Doctor Nunn, a consultant orthopaedic surgeon of Guy's Hospital, took offence to the camera crew and political aides who did not adhere to the strict hygiene rules of the ward (i.e. rolled up sleeves and scrubbed arms), which were put in place to prevent to spread of superbugs in hospitals.  It was reported that a ward sister had authorised the staff's attire because they weren't coming into close contact with patients.  However true that may be, I do feel more inclined to agree with the doctor.  With the NHS in the state it is in most of the time, it's hard enough to be able to keep a hospital clean and safe for the people who go in to get better.  The last thing you want to do is to go into a hospital only to contract a horrible infection and die as a result.  Doctor Nunn was only thinking of his responsibility to his patients, and rightly so. 

I am not medically trained by any means, but I do think that the state of hospitals in the UK could stand to do better.  I miss the days when I could walk into a hospital and be overwhelmed by the smell of antiseptic and at the stark cleanliness of the building.  Then again, I have been called a bit of a weirdo for actually finding the smell comforting.  But why shouldn't it be?  Unless someone accidentally dropped a bottle of Dettol, I think it is a sign of good hygiene to be able to actually smell how clean a supposedly sterile environment is.  Or at least be able to tell at a glance how clean a hospital is if their cleaning products are odourless.  It could well be that the reports of infections such as MRSA are only feared because it's being reported more, but given how many hospitals are under review, have closed or are under going investigation due to outbreaks of infection or accused of neglect, I'm more inclined to think declining staff care and increased bureaucracy are to blame. 

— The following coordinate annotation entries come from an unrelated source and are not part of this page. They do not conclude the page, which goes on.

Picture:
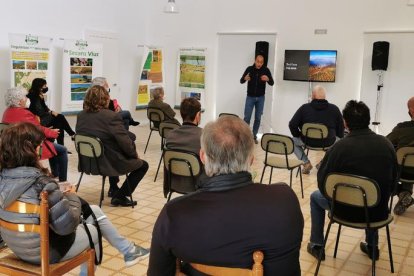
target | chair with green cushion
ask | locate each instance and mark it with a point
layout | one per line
(354, 191)
(183, 164)
(279, 149)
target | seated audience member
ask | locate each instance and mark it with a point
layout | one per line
(403, 135)
(16, 102)
(113, 104)
(23, 179)
(319, 110)
(48, 118)
(363, 153)
(229, 216)
(120, 155)
(186, 137)
(158, 102)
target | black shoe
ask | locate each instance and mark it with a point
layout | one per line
(368, 250)
(112, 191)
(122, 201)
(314, 250)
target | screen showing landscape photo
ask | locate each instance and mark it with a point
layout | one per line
(322, 66)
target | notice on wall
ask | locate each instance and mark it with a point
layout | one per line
(191, 75)
(152, 75)
(29, 55)
(82, 61)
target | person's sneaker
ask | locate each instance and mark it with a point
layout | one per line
(137, 254)
(368, 250)
(307, 167)
(404, 201)
(315, 250)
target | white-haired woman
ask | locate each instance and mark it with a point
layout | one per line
(16, 102)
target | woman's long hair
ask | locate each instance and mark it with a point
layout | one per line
(18, 144)
(37, 85)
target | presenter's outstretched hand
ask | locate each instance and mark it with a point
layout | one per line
(264, 78)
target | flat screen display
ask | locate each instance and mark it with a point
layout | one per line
(310, 65)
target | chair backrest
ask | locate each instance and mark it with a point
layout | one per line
(256, 270)
(166, 127)
(315, 131)
(183, 163)
(89, 149)
(42, 228)
(228, 114)
(277, 143)
(156, 116)
(352, 190)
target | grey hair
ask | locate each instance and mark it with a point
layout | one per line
(157, 92)
(99, 81)
(228, 146)
(14, 95)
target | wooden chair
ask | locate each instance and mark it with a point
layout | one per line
(89, 149)
(354, 191)
(181, 163)
(11, 265)
(155, 117)
(164, 129)
(277, 144)
(257, 269)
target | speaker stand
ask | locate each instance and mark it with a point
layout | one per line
(380, 85)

Doctors like Nunn are a credit to their hospitals for not putting up with the bull of publicity stunts at the risk of patient health.  Sure, he came across as a bit of an arsehole about it, but in the medical world, I think someone who isn't afraid to storm up to the country's leaders and berate them on camera for allowing their staff to contaminate a ward is someone who can be a good example for other doctors in the country.